Dit vonnis is gewezen naar aanleiding van het onderzoek op de terechtzitting van 12 februari 2002.
1. TENLASTELEGGING
Aan de verdachte is, ten laste gelegd dat
hij in of omstreeks de periode van 1 juni 1996 tot en met 31 december 1997 in de gemeente Den Helder, althans in Nederland, terwijl verdachte ambtenaar, als bedoeld in artikel 84 lid 1 van het Wetboek van Strafrecht, was in dienst van de gemeente Den Helder, opzettelijk een geldbedrag van ongeveer f 9.045,-, althans een geldbedrag van ongeveer f 6.700,-, in ieder geval een of meer geldbedragen, welk(e) geldbedrag(en) verdachte in zijn bediening (als wethouder financiën en
grondbedrijf) onder zich had, heeft verduisterd en/of heeft toegelaten dat het door een ander werd weggenomen en/of verduisterd, door opdracht te geven tot asfaltering (geheel of gedeeltelijk voor rekening van de gemeentekas van Den Helder) van het binnenterrein van manege Bruin en aldus genoemd(e) geldbedrag(en) aan de gemeentekas van Den Helder te
onttrekken;
Voorzover in de tenlastelegging taal- en/of schrijffouten voorkomen, zullen deze worden verbeterd. De verdachte is hierdoor niet geschaad in de verdediging.
2. VRIJSPRAAK
Naar het oordeel van de rechtbank is niet bewezen hetgeen aan de verdachte is ten laste gelegd, aangezien het tenlastegelegde feit overwegend is gebaseerd op de interpretatie die de [getu[getuige] heeft gegeven van een gesprek dat hij met verdachte heeft gehad met betrekking tot het - doen - asfalteren van een deel van een particulier terrein. Niet eenduidig is komen vast te staan dat door verdachte opdracht is gegeven aan genoemde [getuige] tot het doen asfalteren van genoemd terrein geheel of ten dele ten laste van een gemeentelijke begrotingspost.

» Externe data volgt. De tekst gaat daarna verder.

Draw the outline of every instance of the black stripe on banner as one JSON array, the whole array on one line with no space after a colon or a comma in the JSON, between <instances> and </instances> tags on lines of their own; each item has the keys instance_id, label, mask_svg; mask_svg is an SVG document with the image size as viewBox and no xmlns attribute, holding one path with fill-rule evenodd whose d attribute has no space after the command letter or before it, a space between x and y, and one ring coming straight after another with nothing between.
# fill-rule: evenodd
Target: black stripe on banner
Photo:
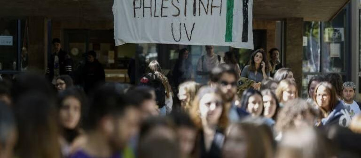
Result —
<instances>
[{"instance_id":1,"label":"black stripe on banner","mask_svg":"<svg viewBox=\"0 0 361 158\"><path fill-rule=\"evenodd\" d=\"M243 29L242 31L242 42L248 42L248 0L243 1Z\"/></svg>"}]
</instances>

De verdachte moet daarom worden vrijgesproken.
3. BESLISSING
De rechtbank:
Verklaart niet bewezen hetgeen aan de verdachte is ten laste gelegd en spreekt de verdachte daarvan vrij.
Dit vonnis is gewezen door
mr. A. van der Perk, voorzitter,
mr. R.C. Stam en mr. B.A.E.G. Geel-Cieraad, rechters,
in tegenwoordigheid van W. Veenstra, griffier, en uitgesproken op de openbare terechtzitting van deze rechtbank van 14 februari 2002.